Using historical prices in transactions

hurwi
hurwi Quicken Mac Other Mac Beta Beta
edited May 2022 in Investing (Mac)
I have an account with stock transactions leading back to the early 2000's, but somehow the price per share is incorrect for many transactions (leading to an inaccurate Cost Basis). I'd like to redo the transactions with accurate price per share.

I've been able to download the accurate price per share into Quicken from a CSV from Yahoo! Finance, however, this does not update the transactions with the accurate price per share.

Is there any way to have Quicken automatically use the price per share from the historical stock data loaded into Quicken instead of using the price per share as entered in the transaction? Or at least an easy way to change the price per share for each transaction to pull from the historical data?

Answers

  • jacobs
    jacobs Quicken Mac Subscription SuperUser, Mac Beta Beta
    I can't think of any way you could do this automatically. You wouldn't want Quicken pulling transaction prices from its price history, since the end-of-day price in its price table may not be the actual purchase price you paid. 

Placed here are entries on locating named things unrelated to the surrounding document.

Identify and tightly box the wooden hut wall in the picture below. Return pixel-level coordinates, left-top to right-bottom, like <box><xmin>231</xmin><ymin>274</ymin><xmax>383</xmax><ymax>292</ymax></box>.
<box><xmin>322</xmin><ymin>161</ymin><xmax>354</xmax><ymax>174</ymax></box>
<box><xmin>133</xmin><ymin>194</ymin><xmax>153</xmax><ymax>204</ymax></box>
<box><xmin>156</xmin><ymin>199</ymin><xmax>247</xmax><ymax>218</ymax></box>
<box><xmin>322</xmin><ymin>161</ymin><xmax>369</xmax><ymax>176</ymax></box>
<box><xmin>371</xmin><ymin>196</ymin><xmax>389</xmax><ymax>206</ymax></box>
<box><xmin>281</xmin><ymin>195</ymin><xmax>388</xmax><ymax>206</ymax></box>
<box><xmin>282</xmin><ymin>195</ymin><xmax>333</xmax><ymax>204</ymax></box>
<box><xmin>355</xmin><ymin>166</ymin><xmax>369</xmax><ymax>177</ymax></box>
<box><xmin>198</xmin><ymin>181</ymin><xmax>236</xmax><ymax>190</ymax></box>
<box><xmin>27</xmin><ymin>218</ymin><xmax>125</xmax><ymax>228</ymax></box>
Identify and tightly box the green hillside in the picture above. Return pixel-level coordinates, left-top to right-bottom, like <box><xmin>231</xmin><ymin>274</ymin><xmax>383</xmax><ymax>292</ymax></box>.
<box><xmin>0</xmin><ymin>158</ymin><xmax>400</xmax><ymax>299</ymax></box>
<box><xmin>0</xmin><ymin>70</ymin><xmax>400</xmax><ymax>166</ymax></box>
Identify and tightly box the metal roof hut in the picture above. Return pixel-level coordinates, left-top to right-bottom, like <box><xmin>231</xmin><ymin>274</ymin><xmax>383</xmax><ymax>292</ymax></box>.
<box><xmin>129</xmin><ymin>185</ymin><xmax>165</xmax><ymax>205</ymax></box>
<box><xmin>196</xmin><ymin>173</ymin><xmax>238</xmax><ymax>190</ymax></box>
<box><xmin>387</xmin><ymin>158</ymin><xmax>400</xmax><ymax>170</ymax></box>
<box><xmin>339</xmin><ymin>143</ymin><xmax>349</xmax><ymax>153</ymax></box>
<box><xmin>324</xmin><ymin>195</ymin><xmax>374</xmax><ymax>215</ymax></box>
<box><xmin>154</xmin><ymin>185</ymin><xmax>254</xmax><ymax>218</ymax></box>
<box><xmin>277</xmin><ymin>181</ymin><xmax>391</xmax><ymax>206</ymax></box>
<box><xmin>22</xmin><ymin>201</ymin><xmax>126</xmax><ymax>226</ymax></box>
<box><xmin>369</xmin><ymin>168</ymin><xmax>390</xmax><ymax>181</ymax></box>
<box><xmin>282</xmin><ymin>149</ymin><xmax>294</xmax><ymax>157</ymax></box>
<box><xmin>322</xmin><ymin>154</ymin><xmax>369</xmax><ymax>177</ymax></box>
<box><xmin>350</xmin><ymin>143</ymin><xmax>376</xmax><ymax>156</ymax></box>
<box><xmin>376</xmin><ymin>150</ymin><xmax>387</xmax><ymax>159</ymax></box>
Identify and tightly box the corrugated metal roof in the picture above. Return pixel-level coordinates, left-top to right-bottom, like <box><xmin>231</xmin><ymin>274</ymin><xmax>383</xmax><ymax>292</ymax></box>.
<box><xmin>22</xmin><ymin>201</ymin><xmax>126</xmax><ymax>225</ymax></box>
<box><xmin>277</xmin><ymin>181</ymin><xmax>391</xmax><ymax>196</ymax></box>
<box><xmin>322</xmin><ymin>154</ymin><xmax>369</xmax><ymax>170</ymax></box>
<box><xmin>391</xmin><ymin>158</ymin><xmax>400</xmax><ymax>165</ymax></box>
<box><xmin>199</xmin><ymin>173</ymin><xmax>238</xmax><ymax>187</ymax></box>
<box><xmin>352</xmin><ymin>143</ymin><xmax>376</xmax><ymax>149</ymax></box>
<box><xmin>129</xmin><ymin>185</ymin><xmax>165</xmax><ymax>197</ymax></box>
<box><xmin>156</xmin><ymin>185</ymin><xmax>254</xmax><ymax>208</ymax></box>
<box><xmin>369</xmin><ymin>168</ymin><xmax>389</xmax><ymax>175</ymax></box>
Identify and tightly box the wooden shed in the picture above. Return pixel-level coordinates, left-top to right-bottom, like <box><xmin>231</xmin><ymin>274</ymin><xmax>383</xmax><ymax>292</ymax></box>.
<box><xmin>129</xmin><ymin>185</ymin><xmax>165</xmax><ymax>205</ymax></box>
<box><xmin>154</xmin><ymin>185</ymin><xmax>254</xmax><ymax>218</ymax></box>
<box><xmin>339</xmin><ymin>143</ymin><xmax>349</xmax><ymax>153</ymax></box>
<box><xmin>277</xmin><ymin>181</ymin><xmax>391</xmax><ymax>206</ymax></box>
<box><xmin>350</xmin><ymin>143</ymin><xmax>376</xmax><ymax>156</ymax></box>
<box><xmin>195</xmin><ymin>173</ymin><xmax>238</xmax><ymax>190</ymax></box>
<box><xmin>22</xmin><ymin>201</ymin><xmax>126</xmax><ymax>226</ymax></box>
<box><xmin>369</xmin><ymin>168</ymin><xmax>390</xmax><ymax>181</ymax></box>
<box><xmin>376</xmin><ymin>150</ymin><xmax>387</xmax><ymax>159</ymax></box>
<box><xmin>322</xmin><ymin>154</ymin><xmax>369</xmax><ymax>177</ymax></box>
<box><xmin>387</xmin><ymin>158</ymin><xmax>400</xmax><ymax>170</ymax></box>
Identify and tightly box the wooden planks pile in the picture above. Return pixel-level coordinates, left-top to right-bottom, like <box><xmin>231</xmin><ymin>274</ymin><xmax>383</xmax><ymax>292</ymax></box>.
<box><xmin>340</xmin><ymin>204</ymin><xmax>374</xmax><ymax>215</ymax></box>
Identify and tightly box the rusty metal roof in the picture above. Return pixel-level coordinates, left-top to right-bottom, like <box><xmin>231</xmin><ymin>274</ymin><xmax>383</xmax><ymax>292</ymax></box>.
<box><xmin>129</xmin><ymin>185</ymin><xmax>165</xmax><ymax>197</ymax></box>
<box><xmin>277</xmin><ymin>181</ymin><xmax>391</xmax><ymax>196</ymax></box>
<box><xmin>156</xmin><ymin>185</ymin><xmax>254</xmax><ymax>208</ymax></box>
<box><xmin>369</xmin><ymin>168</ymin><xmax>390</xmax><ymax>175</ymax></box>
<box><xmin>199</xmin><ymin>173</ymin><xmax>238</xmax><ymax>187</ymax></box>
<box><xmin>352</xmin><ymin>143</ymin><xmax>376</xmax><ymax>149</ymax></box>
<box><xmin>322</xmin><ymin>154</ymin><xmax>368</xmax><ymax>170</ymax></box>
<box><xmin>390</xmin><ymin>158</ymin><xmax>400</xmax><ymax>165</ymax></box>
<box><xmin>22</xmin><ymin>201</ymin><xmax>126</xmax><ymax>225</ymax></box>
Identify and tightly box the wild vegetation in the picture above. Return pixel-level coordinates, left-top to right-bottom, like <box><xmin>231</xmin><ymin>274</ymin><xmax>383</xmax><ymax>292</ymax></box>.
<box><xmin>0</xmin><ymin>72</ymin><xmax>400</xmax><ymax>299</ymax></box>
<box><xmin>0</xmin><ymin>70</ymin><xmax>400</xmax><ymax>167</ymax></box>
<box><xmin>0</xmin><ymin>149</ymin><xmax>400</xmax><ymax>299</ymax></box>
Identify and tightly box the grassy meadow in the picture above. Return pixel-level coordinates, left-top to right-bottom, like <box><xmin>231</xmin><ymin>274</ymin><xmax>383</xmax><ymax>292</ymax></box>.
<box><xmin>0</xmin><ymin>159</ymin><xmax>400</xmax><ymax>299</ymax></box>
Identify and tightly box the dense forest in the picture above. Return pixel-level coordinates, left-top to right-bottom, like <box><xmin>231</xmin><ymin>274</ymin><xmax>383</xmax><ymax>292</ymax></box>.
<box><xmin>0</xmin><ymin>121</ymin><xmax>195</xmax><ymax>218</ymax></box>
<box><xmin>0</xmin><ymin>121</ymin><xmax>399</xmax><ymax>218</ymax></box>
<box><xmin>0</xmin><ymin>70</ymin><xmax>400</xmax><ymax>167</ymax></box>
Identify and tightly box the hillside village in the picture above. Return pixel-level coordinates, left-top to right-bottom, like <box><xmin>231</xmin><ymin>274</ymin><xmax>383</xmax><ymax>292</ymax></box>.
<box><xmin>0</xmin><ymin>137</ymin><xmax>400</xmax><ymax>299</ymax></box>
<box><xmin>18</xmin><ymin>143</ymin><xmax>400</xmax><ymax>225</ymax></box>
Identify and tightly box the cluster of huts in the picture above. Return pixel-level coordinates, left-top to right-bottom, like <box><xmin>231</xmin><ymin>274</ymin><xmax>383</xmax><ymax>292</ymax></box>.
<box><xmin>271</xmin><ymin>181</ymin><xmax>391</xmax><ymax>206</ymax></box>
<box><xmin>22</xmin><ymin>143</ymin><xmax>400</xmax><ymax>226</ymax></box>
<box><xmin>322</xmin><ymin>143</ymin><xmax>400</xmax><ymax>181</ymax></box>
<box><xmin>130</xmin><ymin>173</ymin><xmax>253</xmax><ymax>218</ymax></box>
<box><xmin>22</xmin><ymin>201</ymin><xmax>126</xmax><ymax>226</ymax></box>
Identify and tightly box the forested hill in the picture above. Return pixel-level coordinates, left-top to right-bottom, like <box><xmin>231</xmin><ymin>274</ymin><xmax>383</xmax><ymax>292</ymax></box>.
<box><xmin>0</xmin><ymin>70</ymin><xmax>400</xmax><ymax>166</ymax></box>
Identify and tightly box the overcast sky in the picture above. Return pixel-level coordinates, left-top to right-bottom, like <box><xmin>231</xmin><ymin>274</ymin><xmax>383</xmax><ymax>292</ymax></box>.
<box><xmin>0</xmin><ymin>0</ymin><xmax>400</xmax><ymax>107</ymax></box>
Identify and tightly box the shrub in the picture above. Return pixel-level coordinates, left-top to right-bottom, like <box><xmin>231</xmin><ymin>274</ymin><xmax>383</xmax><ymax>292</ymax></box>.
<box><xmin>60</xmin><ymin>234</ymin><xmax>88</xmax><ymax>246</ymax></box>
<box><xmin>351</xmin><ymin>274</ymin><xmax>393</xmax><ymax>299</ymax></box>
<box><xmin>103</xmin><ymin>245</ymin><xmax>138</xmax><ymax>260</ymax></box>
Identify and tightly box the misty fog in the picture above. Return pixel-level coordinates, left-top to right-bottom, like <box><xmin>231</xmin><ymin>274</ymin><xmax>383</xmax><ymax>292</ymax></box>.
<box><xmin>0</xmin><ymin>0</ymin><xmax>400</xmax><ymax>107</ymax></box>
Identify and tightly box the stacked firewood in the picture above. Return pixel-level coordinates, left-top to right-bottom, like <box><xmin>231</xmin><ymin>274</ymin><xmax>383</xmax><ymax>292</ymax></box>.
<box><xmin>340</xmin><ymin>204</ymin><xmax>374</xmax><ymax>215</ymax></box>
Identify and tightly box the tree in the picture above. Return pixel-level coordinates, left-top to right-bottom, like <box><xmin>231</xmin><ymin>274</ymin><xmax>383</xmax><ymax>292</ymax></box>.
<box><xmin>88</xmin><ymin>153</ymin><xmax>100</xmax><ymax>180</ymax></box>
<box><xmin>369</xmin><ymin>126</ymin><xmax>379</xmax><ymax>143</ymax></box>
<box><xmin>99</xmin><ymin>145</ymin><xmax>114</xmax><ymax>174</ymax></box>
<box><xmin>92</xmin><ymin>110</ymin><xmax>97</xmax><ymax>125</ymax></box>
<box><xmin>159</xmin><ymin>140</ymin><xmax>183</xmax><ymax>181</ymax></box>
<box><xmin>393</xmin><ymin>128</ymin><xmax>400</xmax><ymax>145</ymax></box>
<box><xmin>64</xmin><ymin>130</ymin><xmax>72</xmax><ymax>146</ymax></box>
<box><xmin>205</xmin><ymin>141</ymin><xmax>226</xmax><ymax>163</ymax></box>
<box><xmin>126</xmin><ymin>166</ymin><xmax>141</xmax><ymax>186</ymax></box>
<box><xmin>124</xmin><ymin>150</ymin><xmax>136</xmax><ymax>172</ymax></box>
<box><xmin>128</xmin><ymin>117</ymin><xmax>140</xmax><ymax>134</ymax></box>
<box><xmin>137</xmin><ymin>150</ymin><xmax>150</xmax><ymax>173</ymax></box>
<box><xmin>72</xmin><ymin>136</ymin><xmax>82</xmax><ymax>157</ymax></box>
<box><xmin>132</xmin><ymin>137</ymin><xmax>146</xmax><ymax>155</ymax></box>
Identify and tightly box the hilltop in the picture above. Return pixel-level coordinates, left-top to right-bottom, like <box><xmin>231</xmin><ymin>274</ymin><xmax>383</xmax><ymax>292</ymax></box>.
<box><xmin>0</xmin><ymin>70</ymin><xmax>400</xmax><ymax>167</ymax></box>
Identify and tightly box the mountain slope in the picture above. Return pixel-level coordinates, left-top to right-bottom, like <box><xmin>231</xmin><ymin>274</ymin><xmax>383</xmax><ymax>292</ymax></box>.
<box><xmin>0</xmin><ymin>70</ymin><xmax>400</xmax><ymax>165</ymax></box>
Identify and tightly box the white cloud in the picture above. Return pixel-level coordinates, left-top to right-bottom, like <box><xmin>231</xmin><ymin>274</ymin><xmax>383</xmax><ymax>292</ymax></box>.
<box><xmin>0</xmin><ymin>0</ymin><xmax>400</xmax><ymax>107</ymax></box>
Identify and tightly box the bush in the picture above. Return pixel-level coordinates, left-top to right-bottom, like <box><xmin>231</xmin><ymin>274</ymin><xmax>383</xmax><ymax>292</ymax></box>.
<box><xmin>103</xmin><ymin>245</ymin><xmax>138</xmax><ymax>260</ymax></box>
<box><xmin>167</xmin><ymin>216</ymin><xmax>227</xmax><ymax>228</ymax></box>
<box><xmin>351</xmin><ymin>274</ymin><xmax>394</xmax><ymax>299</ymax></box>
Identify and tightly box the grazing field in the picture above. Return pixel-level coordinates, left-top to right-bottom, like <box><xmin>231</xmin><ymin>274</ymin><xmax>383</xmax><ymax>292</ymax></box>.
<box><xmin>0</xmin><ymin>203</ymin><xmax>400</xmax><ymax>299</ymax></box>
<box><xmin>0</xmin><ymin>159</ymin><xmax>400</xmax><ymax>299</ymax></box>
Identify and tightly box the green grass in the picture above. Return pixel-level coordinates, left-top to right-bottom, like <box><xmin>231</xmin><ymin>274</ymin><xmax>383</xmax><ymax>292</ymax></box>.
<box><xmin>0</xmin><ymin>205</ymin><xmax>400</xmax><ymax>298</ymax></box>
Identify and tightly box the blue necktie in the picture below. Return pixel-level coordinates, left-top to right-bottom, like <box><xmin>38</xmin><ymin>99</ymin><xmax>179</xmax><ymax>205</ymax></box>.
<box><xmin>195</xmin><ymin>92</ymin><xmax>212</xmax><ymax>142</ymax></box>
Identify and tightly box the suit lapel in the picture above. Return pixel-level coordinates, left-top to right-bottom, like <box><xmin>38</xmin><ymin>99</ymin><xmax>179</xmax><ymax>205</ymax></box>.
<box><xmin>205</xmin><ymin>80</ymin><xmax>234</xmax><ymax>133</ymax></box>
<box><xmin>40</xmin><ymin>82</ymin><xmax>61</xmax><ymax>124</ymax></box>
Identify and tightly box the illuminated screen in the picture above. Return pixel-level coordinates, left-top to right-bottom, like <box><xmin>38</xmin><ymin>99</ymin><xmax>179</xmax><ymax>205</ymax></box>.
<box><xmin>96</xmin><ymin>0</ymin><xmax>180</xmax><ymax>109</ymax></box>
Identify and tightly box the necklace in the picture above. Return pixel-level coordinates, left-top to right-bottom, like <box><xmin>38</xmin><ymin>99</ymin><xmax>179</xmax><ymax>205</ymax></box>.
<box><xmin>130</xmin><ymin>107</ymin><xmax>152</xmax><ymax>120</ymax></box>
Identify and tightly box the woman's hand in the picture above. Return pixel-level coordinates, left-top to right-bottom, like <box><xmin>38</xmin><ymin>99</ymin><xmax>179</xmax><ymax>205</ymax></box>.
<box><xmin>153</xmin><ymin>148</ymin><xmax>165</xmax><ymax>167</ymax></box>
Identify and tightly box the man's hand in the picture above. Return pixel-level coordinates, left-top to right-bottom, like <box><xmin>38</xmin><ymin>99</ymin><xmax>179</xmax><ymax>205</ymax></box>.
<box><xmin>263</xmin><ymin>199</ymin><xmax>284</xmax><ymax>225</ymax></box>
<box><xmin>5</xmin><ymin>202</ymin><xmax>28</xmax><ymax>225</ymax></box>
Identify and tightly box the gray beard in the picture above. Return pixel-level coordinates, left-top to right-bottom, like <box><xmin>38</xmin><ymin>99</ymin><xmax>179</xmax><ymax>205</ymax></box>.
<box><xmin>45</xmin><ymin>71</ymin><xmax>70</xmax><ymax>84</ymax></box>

    In Quicken Mac, for a security purchase transaction, if you enter a total cost and a number of shares, it will calculate the price per share. Assuming your cost is correct and your shares are correct, is it showing a wrong price per share? Can you capture a screen shot of such a transaction.
    Quicken Mac Subscription • Quicken user since 1993
  • hurwi
    hurwi Quicken Mac Other Mac Beta Beta
    edited April 2022
    @jacobs the total cost is incorrect, only number of shares are correct. I want to use the price per share to correct the total cost.
  • jacobs
    jacobs Quicken Mac Subscription SuperUser, Mac Beta Beta
    So if you change the transaction cost, then your cash balance in the account will change, and you'll also have to edit or add the transactions which added cash to the account. You're saying your cost basis is off, but if you transaction costs are wrong, then your cash balance is off as well. Unless you entered adjustments for cash along the way? 

    In the latest Quicken Mac, you can edit a transaction and switch it to calculate the total cost by multiplying the shares by the price. But you'd have to enter the correct price of the transaction (which, as I noted, is likely slightly different than the closing price on that date). And I think you'd have to do this one transaction at a time. 

    Ballpark, how many transactions are you talking about? A few dozen? Hundreds? More? Do you have the actual transaction records, either in paper statements or that you can view on your brokerage's site? 
    Quicken Mac Subscription • Quicken user since 1993
  • hurwi
    hurwi Quicken Mac Other Mac Beta Beta
    These are reinvest dividend transactions and so do not affect my cash balance. There are hundreds of transactions. They were downloaded from Schwabs site in a CSV and somehow Schwab has the cost per share wrong.
  • jacobs
    jacobs Quicken Mac Subscription SuperUser, Mac Beta Beta
    Ah, okay, now I think I understand fully. Unfortunately, that doesn't change the fact that you'll need to edit the transactions individually if you want to fix your cost basis.

    Or, if you can easily see your cost basis/unrealized gain on the Schwab web site, you might decide to leave your Quicken costs basis the way it is, and just rely on the info from Schwab for this account.